John of Gaunt had himself raised no objection to the fate of his brother Gloucester, nor to the exile of his son, at least not in public, and, as far as we can tell, he remained a loyal supporter
of the crown to the end – although what he might have told his son and how he may have advised him can only be supposition. Then, in 1398, Richard at last got what he wanted and needed in his
foreign relations, when a twenty-eight-year truce was agreed with France. But, after John of Gaunt’s death the next year, the king finally went too far: he extended Henry Bolingbroke’s
banishment from ten years to life and confiscated the duchy of Lancaster with all its castles, lands and titles. This was the final straw for the magnates, for, if the king could do this to the
duchy of Lancaster, whose lands might be next? Unaware, or uncaring, of the reaction in the country to his arbitrary actions, Richard set off for Ireland – that unhappy country was once more
in a state of unrest – and Henry Bolingbroke saw his chance. He had spent much of his exile in Paris, and elements of the French nobility were more than ready to help and support him. With
only about fifty personal retainers, fellow exiles and men-at-arms, Henry took ship at Boulogne sometime in June 1399, having given out that he was off on a pilgrimage to the Holy Land, and landed
somewhere in the Humber estuary at the end of the month.

As Henry moved through Yorkshire, knights and magnates declared their support for him and joined him with their retinues. At this stage, he does not seem to have had any intention of deposing
Richard, only of regaining his Lancastrian heritage and removing Richard’s ‘evil counsellors’. Once the earl of Northumberland and his son, Henry Percy or ‘Hotspur’,
came over to him, Henry was assured of the support of the north. With the defection of Edmund, duke of York – the king’s uncle and regent during his absence in Ireland – and the
submission of the Ricardian stronghold of Chester without a fight, Richard’s spies knew that the situation was serious. In Ireland, the king was indecisive, and even when ships were found to
embark his army, he changed his mind
about the port of departure, and the unloading and then loading of men and horses wasted more time. Eventually, Richard landed in Wales
and his soldiers began slipping away. With a few trusted advisers he took refuge in Conway Castle, and, when the earl of Northumberland arrived as Henry’s emissary, the king was persuaded to
give himself up and was taken to London and lodged in the Tower.

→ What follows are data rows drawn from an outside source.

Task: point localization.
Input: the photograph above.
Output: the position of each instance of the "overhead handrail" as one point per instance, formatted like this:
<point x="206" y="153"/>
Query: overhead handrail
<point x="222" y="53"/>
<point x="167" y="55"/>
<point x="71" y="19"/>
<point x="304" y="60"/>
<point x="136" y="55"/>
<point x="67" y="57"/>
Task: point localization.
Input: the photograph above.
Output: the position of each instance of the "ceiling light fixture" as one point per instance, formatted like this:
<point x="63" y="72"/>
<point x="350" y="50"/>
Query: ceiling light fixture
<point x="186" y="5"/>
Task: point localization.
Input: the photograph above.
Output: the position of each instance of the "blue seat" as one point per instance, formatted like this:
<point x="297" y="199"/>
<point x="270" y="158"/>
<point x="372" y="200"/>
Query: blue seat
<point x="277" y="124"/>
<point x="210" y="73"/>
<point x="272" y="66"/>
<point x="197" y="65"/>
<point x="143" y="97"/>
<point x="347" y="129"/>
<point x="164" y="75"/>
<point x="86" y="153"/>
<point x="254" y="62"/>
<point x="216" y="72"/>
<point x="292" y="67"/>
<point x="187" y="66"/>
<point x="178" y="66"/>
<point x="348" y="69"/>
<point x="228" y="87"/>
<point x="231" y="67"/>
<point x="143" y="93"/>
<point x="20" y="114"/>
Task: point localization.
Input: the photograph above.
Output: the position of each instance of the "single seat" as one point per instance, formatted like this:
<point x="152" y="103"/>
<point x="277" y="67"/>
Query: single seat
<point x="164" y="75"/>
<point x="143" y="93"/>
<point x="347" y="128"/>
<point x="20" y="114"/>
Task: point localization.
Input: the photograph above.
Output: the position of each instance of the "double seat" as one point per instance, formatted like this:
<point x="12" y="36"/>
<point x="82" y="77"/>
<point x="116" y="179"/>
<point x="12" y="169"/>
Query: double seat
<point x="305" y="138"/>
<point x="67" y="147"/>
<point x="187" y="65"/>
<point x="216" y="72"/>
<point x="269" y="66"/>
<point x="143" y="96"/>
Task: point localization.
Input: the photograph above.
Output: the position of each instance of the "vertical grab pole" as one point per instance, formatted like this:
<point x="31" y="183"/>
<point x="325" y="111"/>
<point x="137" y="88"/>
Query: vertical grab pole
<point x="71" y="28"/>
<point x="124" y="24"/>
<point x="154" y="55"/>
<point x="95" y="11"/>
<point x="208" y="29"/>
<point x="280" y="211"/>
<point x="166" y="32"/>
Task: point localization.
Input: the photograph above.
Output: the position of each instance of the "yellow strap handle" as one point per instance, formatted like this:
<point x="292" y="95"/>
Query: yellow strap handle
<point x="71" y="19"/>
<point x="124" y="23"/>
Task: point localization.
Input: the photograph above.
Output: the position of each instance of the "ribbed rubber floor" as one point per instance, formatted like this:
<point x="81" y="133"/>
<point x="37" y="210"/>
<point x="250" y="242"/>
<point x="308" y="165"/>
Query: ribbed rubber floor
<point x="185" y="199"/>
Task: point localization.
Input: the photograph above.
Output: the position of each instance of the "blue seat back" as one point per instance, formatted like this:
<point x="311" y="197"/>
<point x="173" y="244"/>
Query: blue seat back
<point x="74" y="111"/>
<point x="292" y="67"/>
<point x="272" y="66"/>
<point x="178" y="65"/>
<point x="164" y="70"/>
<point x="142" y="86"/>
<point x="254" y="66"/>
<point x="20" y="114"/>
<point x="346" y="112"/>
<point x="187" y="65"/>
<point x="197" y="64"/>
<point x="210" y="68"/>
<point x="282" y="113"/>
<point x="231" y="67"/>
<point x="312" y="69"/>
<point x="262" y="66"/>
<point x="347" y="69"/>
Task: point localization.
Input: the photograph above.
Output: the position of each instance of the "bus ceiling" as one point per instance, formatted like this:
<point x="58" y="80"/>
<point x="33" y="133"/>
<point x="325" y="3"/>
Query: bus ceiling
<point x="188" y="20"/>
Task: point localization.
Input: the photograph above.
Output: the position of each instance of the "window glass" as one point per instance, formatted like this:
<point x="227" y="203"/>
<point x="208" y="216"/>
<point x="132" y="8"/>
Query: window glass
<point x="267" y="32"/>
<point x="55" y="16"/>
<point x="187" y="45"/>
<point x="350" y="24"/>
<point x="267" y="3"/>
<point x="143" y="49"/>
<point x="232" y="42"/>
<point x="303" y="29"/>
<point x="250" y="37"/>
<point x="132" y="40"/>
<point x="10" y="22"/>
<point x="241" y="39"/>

At some stage, probably when the duke of York had gone over to him, Henry elected to aim for the throne itself, rather than just regaining what he considered to be his rightful due. Knowing how
duplicitous Richard could be, he presumably decided that he could not risk leaving Richard on the throne plotting revenge, but the question was how to assume the crown in a manner that could be
portrayed as legal. The deposition of Edward II was not a true precedent, as he had been replaced by the next in line, his son Edward III. Richard’s immediate heir was not Henry but another
cousin, the eight-year-old Edmund Mortimer, fifth earl of March, whose mother Philippa was a daughter of Lionel of Antwerp, Edward III’s second son, whereas Henry was the son of the third
son. As the English claim to the French throne was based on inheritance through the female line, Edmund’s claim could not be dismissed on those grounds, and the justices strongly advised
Henry against claiming the throne by right of conquest, this being quite the wrong message to send to other potential usurpers. Eventually, on 29 September 1399, Richard’s twenty-two-year
reign came to an end when he was persuaded to relinquish the crown to Henry, although there was much legal fudge to justify it. Henry was acclaimed by Parliament and duly crowned on 13 October
– he would reign as Henry IV. Richard was despatched to the Lancastrian stronghold of Pontefract.

Sometime in December, a conspiracy to restore Richard was discovered. Of the chief plotters, Salisbury was lynched by a mob in Gloucester, Despenser murdered in Bristol, and Huntingdon caught
and beheaded in Essex. As long as Richard lived, he was bound to be the focus for those who opposed the new regime, and, like Edward II’s, his demise would be convenient, and the sooner the
better. Only one chronicle suggests that Richard was murdered, by being hacked into pieces; others variously claim that he was starved to death by his jailers, that he deliberately starved himself
or that he died of grief. His corpse was removed from Pontefract
to London, and, as there were regular stops on the way so that it could be exhibited to the public, the
hacked-into-pieces theory can be discounted. Nobody actually dies of grief and, as death by starvation, whether forced or self-inflicted, can take an inconveniently long time, we may reasonably
suppose that Richard II was done to death in the usual way when the body of a high-born personage must be exhibited – by suffocation. And, as it was in Henry IV’s interests that Richard
should die, we may suppose that he ordered it.